Johnson et al. (2014) points to a resource on flipping the classroom which I have found particularly useful. Jennifer Demski (2013) offers a list of 6 tips from experts on how to flip a classroom. One thing she points to which I believe takes considerable skill and energy on the part of the teacher is to anticipate what students need during the first moments of class, letting the students decide what the particular foci will be during class time. She offers some strategies from Robert Talbert—professor of mathematics at Grand Valley State University—including having students use clickers to take a quick quiz at the beginning of class. This is essentially a quick kind of formative assessment, one that requires a certain flexibility and agility in class planning. To be successful with this strategy, instructors must have the ability to respond to their learners needs at a moment’s notice, and if they teach the same course more than once concurrently, different groups of learners may have different needs on any given day with any given topic, adding even more demand from a teacher’s curricular agility. The benefit here, though, is that you always enable students to pursue not what you think they need but what you know they need. Because they tell you exactly what they need. This approach is not without its perils and pitfalls, however.

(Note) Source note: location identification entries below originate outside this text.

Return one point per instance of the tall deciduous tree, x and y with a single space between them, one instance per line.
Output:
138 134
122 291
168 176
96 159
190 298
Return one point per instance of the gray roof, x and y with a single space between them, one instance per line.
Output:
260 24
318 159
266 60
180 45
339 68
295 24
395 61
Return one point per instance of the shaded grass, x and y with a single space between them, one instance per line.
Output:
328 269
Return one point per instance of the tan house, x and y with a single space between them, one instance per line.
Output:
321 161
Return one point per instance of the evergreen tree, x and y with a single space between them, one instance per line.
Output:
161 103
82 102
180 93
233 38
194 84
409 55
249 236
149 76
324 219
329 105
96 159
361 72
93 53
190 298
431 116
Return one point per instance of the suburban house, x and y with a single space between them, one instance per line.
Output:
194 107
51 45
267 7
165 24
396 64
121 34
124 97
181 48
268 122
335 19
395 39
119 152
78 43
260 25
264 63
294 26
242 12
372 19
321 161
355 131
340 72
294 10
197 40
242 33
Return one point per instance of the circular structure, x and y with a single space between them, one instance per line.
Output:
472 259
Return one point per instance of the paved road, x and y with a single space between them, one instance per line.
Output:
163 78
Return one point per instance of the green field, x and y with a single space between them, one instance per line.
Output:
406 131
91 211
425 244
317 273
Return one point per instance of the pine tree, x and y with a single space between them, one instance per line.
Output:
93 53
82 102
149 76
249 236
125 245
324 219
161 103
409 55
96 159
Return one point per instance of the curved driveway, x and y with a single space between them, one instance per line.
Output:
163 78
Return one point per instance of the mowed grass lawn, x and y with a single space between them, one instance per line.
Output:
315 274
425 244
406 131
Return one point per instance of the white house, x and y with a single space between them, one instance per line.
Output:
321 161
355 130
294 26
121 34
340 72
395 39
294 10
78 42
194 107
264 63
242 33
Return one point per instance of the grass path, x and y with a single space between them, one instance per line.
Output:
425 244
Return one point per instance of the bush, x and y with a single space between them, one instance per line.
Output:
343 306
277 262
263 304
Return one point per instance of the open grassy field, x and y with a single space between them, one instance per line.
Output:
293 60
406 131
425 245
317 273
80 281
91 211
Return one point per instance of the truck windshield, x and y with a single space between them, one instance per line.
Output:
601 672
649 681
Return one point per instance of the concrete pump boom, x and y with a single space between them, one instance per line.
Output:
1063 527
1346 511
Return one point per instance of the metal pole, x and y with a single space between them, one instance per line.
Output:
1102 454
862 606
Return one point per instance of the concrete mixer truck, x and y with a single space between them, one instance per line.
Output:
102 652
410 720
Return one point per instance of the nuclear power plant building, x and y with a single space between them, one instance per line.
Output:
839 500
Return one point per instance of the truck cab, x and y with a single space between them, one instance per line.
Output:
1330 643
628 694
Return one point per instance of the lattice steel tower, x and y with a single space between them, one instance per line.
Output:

Unless curriculum and assessment has built in to it a way to value and evaluate the labor that must take place outside of class, this flip is destined to flop. Flipping the classroom depends on student labor outside of the classroom, so if they show up to class not having done the assigned labor, they’re not able to do anything because they do not have the foundation on which to do anything. Suddenly we’re back to the classroom and lecture being the point of delivery of instructional materials. Essentially, if students have not been motivated to do the labor outside of class, they are not likely to do it. This is why I believe implementing a grading contract is crucial. Grading contracts nudge evaluation away from the product and put it on the process; it asks the question, “Did you do the labor (outside of class) to the letter and in the spirit in which it was asked?” and so long as you construct that labor as something that is assessable, i.e. have them turn something in electronically in advance of the class that’s scheduled to do something with that labor and attach that labor to their grade for the course in some way, students will be motivated to do the labor they need so that we can collaborate and construct meaning with those materials in class.
Demski, J. (2013, January 23). 6 Expert Tips for Flipping the Classroom. Campus Technology. Retrieved October 26, 2014.
Johnson, L., Adams Becker, S., Estrada, V., Freeman, A. (2014). NMC Horizon Report: 2014 Higher Education Edition. Austin, Texas: The New Media Consortium.
Shapiro, J. (2013, August 26). We Need More EdTech, But Less Technology In The Classroom. Forbes. Retrieved October 26, 2014.